I have always been fascinated by the ambition of the Bestiaries to collect all human knowledge without bothering to separate it from what is magical or fantastic: alongside the snake and the horse there are the griffin and the unicorn.
This may seem curious if you compare the Bestiaries to today's encyclopedias of knowledge. But if you compare their language to the graphics we are continually exposed to (through cell phones, computers and televisions) perhaps they might seem much more understandable, and much closer.
The bombardment of images – of certain images – accustoms the gaze to a certain type of vision. The lexicon of colors in the Apps and in media iconography refers to an early childhood palette: shock pink, highlighter yellow, pastel blue. The colors of play, of joy, of lightheartedness. Another chromatic legend, this one, in contrast with the climate of our historical period.

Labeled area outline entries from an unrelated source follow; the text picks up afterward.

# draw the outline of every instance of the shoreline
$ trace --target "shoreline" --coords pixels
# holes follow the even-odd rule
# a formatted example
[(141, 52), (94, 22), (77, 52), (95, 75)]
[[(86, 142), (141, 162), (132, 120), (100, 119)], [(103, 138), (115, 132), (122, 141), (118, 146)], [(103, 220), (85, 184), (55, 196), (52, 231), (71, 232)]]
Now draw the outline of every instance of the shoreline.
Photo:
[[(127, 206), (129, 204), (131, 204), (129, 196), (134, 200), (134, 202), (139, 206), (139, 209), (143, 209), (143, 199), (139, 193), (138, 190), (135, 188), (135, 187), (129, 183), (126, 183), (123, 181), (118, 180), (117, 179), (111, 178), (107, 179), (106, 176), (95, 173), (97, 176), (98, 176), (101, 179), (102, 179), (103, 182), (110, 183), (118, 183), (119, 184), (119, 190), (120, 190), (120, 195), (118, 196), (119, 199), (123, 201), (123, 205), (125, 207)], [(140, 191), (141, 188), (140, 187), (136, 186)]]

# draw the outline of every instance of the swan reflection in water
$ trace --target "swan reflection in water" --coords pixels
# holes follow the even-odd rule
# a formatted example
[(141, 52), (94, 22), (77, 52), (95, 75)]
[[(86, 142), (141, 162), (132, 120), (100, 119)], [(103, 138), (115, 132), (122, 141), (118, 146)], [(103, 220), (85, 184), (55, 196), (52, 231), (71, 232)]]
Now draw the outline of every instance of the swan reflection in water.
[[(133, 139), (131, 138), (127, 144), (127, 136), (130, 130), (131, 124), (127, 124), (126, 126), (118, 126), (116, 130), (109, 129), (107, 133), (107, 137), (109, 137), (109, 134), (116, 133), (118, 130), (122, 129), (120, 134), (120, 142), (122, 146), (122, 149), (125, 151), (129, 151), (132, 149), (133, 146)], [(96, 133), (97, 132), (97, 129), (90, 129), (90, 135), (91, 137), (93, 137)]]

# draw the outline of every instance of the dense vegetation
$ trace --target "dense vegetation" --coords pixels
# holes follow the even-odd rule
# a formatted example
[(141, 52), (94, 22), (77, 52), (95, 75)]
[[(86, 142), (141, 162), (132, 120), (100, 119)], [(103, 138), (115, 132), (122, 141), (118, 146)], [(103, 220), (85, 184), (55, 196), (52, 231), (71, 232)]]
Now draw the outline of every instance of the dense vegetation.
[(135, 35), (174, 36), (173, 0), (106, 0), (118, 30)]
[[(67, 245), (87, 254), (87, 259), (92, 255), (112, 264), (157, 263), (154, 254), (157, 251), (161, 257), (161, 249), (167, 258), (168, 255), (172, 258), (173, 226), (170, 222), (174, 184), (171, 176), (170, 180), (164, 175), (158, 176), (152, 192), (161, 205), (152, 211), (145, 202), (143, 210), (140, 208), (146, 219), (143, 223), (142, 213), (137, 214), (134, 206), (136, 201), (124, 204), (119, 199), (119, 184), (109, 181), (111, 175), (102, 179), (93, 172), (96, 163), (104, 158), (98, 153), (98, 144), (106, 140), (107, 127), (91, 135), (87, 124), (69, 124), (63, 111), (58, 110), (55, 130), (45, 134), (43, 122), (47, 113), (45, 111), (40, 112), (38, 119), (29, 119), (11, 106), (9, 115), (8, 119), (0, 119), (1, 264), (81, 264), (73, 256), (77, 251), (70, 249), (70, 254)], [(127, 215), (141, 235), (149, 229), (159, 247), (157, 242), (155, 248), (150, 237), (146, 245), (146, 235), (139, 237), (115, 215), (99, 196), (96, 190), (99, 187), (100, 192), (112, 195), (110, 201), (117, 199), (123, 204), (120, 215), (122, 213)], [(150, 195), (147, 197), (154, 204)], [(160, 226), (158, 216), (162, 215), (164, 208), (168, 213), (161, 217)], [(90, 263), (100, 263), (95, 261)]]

The setting of television programs and advertisements impose a sudden passage of information of an extremely heterogeneous nature: next to the news on the war between Russia and Ukraine there is an advertisement for the best cat kibble; after an episode of crime news here is some gossip about a celebrity. There is a report on the victims of the Israeli - Palestinian conflict followed by an advertisement on holidays in the Maldives; an activist publishes some contents on the environmental disaster next to which there is an App for online shopping at rock-bottom prices; there is a documentary on the great History of the Mediterranean while the news of yet another shipwreck scrolls below on the title bar.
These are just a few examples of this information assembly line.
This Bestiary collects a series of creatures spawn by man's relationship with the Media. Just as medieval fantastic creatures reassemble parts of different animals into a single body, so the creatures of the Media Bestiary are made up of different and contradictory messages captured by news broadcasts, zapping, advertising and Social Media in the space of a few minutes; using the same colors and graphics of the most popular Apps.
The normalization process is a phenomenon that makes certain concepts normal - that is, acceptable and shared - through repetition and inflation; through icons, words, recurring images. That is, through media bombardment. There is a lot of talk about the normalization of violence but I think we should also start reflecting on the normalization of happiness, which represents the other side of the coin. Behind the bright colors, the clothes sales, the dream holiday, the photo with a thousand views there is the promotion of happiness seen as the only standardized individual purpose. Promotions and platforms seem to say: “It's okay! We need to be happy!”. But the happiness they propose is a "normalized" happiness, which ignores violence, denies it, and places itself on a pedestal, far from people's most intimate desires; far from the bitter contrasts that reality continually places in front of us.